SEBERG CONTRA TODOS: A Triste História de uma Atriz

SEBERG CONTRA TODOS, filme dirigido pelo cineasta australiano Benedict Andrews (do intrigante filme UNA, com Rooney Mara) narra alguns anos da vida da atriz americana Jean Seberg, musa da Nouvelle Vague francesa (ACOSSADO, de Jean Luc Godard), engajada em lutas políticas que lhe renderam uma perseguição do FBI e o ostracismo em Hollywood. O AMAZON PRIME disponibilizou o filme nesta semana.

É, sem dúvida, o melhor trabalho da atriz Kristin Stewart, uma californiana de 30 anos, que surgiu para o cinema na trilogia CREPÚSCULO, mas que já se destacou em filmes autorais como CAFÉ SOCIETY, de Woody Allen, NA ESTRADA, de Walter Salles e THE RUNAWAYS, de Flora Sigismundi.

Encarnando a atriz Jean Seberg e suas tumultuadas vida e carreira, precocemente encerradas aos 40 anos, em um aparente suicídio, Stewart faz um trabalho complexo, profundo, emotivo e cheio de nuances e desprendimento.

Ivan Attal, Gabriel Sky, Jack O’Connell, Vince Vaughn, Margareth Qualey, Colm Meaney e Anthony Mackey (OS VINGADORES) fazem um cast excelente para compor as pessoas da vida da atriz.
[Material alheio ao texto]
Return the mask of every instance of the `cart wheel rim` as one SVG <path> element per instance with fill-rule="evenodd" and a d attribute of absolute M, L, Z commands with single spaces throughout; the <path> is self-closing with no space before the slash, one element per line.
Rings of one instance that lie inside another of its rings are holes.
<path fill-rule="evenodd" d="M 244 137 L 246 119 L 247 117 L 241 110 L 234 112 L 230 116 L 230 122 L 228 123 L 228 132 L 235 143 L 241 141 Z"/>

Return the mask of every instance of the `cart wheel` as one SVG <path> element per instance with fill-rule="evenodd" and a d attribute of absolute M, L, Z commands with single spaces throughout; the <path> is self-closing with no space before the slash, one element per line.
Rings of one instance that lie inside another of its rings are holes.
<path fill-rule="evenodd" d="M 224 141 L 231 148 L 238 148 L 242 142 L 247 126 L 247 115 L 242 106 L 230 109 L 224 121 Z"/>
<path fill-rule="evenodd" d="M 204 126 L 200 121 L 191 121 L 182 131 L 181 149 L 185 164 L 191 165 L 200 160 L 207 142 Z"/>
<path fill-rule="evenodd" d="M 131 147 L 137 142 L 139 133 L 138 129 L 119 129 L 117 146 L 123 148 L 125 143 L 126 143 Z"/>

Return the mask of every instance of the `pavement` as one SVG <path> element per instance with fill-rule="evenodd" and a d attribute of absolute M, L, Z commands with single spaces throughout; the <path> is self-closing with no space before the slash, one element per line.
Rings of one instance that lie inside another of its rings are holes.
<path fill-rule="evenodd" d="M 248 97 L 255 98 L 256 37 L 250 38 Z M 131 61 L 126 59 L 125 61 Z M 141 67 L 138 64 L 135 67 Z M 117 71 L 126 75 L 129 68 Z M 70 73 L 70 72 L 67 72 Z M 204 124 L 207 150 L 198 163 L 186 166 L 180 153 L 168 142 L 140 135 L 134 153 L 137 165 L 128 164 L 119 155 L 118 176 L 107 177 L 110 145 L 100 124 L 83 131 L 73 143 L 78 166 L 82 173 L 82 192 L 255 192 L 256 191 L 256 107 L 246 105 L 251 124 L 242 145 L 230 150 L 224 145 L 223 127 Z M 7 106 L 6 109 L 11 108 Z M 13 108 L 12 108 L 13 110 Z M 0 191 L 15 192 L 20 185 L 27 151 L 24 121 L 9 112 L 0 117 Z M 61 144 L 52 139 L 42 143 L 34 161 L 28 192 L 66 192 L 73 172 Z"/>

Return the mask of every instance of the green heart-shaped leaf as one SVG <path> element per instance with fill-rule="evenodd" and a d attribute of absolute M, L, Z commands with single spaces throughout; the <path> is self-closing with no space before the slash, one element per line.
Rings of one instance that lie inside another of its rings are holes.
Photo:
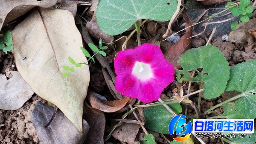
<path fill-rule="evenodd" d="M 256 60 L 238 64 L 230 69 L 226 91 L 241 93 L 235 107 L 246 118 L 256 118 Z"/>
<path fill-rule="evenodd" d="M 183 68 L 176 70 L 179 82 L 182 81 L 199 82 L 204 85 L 204 97 L 215 98 L 223 93 L 230 73 L 228 63 L 216 46 L 207 46 L 186 51 L 180 58 L 178 63 Z M 203 68 L 195 78 L 190 78 L 189 71 Z M 183 78 L 180 78 L 181 75 Z"/>
<path fill-rule="evenodd" d="M 176 0 L 102 0 L 96 12 L 97 23 L 104 32 L 117 35 L 138 20 L 170 20 L 177 6 Z"/>

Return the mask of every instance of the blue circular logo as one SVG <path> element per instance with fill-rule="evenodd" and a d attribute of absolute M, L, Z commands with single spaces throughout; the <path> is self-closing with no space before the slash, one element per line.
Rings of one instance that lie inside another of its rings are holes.
<path fill-rule="evenodd" d="M 192 124 L 189 122 L 186 124 L 186 119 L 188 118 L 183 115 L 177 115 L 171 120 L 169 124 L 169 132 L 171 135 L 174 134 L 175 126 L 176 134 L 177 135 L 188 134 L 187 135 L 178 138 L 173 138 L 176 141 L 183 141 L 187 139 L 191 135 L 192 132 Z"/>

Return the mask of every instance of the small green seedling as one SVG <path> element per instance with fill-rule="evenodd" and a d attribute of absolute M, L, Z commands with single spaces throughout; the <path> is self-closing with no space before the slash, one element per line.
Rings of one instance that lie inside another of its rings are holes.
<path fill-rule="evenodd" d="M 95 61 L 94 60 L 94 58 L 93 58 L 96 55 L 97 55 L 98 53 L 102 55 L 103 56 L 105 57 L 107 56 L 107 54 L 106 53 L 103 51 L 103 49 L 108 49 L 108 46 L 102 46 L 102 40 L 101 39 L 99 40 L 99 49 L 98 48 L 97 46 L 95 46 L 94 44 L 92 43 L 89 43 L 88 44 L 89 47 L 94 52 L 94 55 L 93 56 L 91 56 L 90 55 L 88 52 L 84 48 L 81 46 L 80 49 L 83 52 L 83 53 L 84 55 L 88 58 L 87 61 L 85 63 L 76 63 L 75 60 L 73 58 L 72 58 L 70 57 L 68 57 L 68 60 L 72 64 L 73 66 L 71 67 L 70 67 L 68 66 L 63 66 L 63 67 L 64 69 L 69 71 L 70 72 L 75 72 L 74 67 L 80 67 L 82 66 L 82 64 L 86 64 L 88 65 L 90 65 L 91 63 L 92 62 L 93 62 L 94 63 Z M 88 64 L 88 62 L 89 60 L 91 60 L 90 63 L 90 64 Z M 62 76 L 64 77 L 69 77 L 70 76 L 70 74 L 68 72 L 64 72 L 62 73 Z"/>
<path fill-rule="evenodd" d="M 2 37 L 1 37 L 1 34 L 3 35 Z M 8 52 L 13 52 L 11 31 L 8 31 L 0 34 L 0 50 L 3 50 L 6 54 Z"/>
<path fill-rule="evenodd" d="M 253 7 L 252 6 L 248 6 L 250 0 L 242 0 L 238 6 L 234 2 L 229 2 L 227 3 L 228 9 L 232 12 L 235 17 L 240 17 L 239 20 L 233 22 L 231 25 L 232 30 L 235 30 L 239 22 L 247 23 L 250 18 L 253 16 Z"/>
Achei que faltou o filme apresentar mais cenas da vida cinematográfica de Jean Seberg. À exceção de uma cena de SANTA JOANA, de Otto Preminger e algumas menções ao filme AEROPORTO, seus filmes estão fora da tela na cinebiografia. Acho impossível se fazer uma biografia de Jean Seberg sem mostrar ACOSSADO, o filme que a eternizou.

De qualquer sorte, SEBERG anda muito bem na denúncia da perseguição que a atriz sofreu de parte do FBI. O assédio moral e emocional sofrido, com certeza tiveram muito a ver com a derrocada de sua carreira e sua morte precoce. Igualmente o filme toca no tema das colunas de fofocas de jornais e revistas (no caso a NEWSWEEK) e os danos que causaram à atriz.

Jean Seberg é um ícone do cinema e da Nouvelle Vague, um dos movimentos mais importantes da história do cinema. François Truffaut, certa vez disse que ela era a melhor atriz da época. Somente isto já faz com que uma cinebiografia sua seja obrigatória para qualquer cinéfilo. Especialmente quem não esquece aquela loirinha Patricia Franchini que vendia o New York Herald Tribune, em Paris, flertando com Jean Paul Belmondo em ACOSSADO.

SEBERG, a film directed by Australian filmmaker Benedict Andrews (from the intriguing film UNA, with Rooney Mara) narrates some years of the life of American actress Jean Seberg, muse of the French Nouvelle Vague (A BOUT DE SOUFFLE, by Jean Luc Godard), engaged in political struggles that yielded an FBI chase and ostracism in Hollywood.

It is undoubtedly the best work of actress Kristin Stewart, a 30-year-old Californian, who appeared for the cinema in the TWILIGHT trilogy, but who has already excelled in author films such as CAFÉ SOCIETY, by Woody Allen, ON THE ROAD, by Walter Salles and THE RUNAWAYS, by Flora Sigismundi.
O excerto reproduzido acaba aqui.